2003 Seattle Annual Meeting (November 2–5, 2003)

Paper No. 6
Presentation Time: 2:45 PM

PLIOCENE-PLEISTOCENE GLACIAL HISTORY OF MARIE BYRD LAND, WEST ANTARCTICA, FROM COSMOGENIC NUCLIDES IN BEDROCK


COWDERY, Seth G.1, STONE, John O.1 and FINKEL, Robert2, (1)Department of Earth and Space Sciences, Univ of Washington, Box 351310, Seattle, WA 98195-1310, (2)Lawrence Livermore National Laboratories, Center for Accelerator Mass Spectrometry, Livermore, CA 94550, scowdery@u.washington.edu

In situ cosmogenic Be-10 and Al-26 are produced at the Earth's surface at a specific ratio to one another, but decay at different rates when a sample is shielded from cosmogenic radiation.

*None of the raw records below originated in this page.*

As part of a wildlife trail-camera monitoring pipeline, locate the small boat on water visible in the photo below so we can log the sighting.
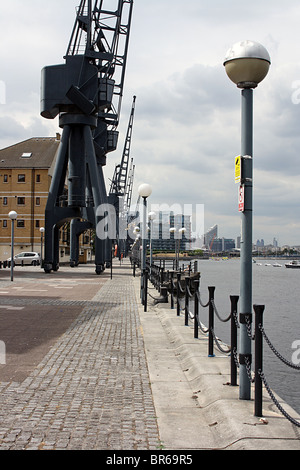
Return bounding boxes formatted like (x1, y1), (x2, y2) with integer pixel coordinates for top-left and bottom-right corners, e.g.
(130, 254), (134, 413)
(273, 263), (282, 267)
(285, 260), (300, 269)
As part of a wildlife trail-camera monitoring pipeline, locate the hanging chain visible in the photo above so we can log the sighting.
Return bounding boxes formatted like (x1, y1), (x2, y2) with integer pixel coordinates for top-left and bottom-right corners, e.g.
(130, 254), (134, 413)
(211, 299), (231, 323)
(245, 315), (255, 340)
(259, 370), (300, 427)
(259, 324), (300, 371)
(244, 355), (254, 383)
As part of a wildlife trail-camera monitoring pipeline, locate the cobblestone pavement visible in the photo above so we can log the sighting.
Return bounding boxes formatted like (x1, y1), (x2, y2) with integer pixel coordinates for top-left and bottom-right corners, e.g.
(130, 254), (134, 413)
(0, 262), (160, 450)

Disequilibrium in this ratio in a sample implies a complex history of exposure and burial.

Measurement of Be-10 and Al-26 in quartz from bedrock surfaces throughout the Ford Ranges, West Antarctica, reveals a history of exposure, burial beneath the West Antarctic Ice Sheet, and survival against sub-glacial erosion. Except for low-altitude surfaces heavily scoured by the ice sheet, all surfaces display disequilibrium in the ratio of Al-26 to Be-10 and have apparent exposure ages significantly older than Holocene deglaciation. The data show that: (1) Effective exposure time increases with altitude on each mountain, (2) The ratio of time-exposed to time covered by ice decreases with altitude on each mountain and roughly decreases inland, (3) Minimum overall burial times range from hundreds of thousands to ~3.5 million years, and (4) Maximum limits on the fraction of time-exposed (compared to the time covered by ice) for these samples are as low as 1-5%. These results are consistent with survival of the surfaces through repeated Plio-Pleistocene glaciations, and indicate that the present deglaciation of West Antarctica is among the most extensive in the mid- to late-Quaternary.

Bedrock in the Ford Ranges is variably weathered, from clean, glacially abraded surfaces at low altitude, to weathered surfaces at high altitude, showing surficial oxidation, salt and gruss accumulation, widened joints and rounded corners. Our data show that weathered features at high altitude are the result of repeated exposure and glaciation, rather than continuous sub-aerial weathering.

Supported by NSF grant OPP-0229915, and the LLNL Center for Accelerator Mass Spectrometry.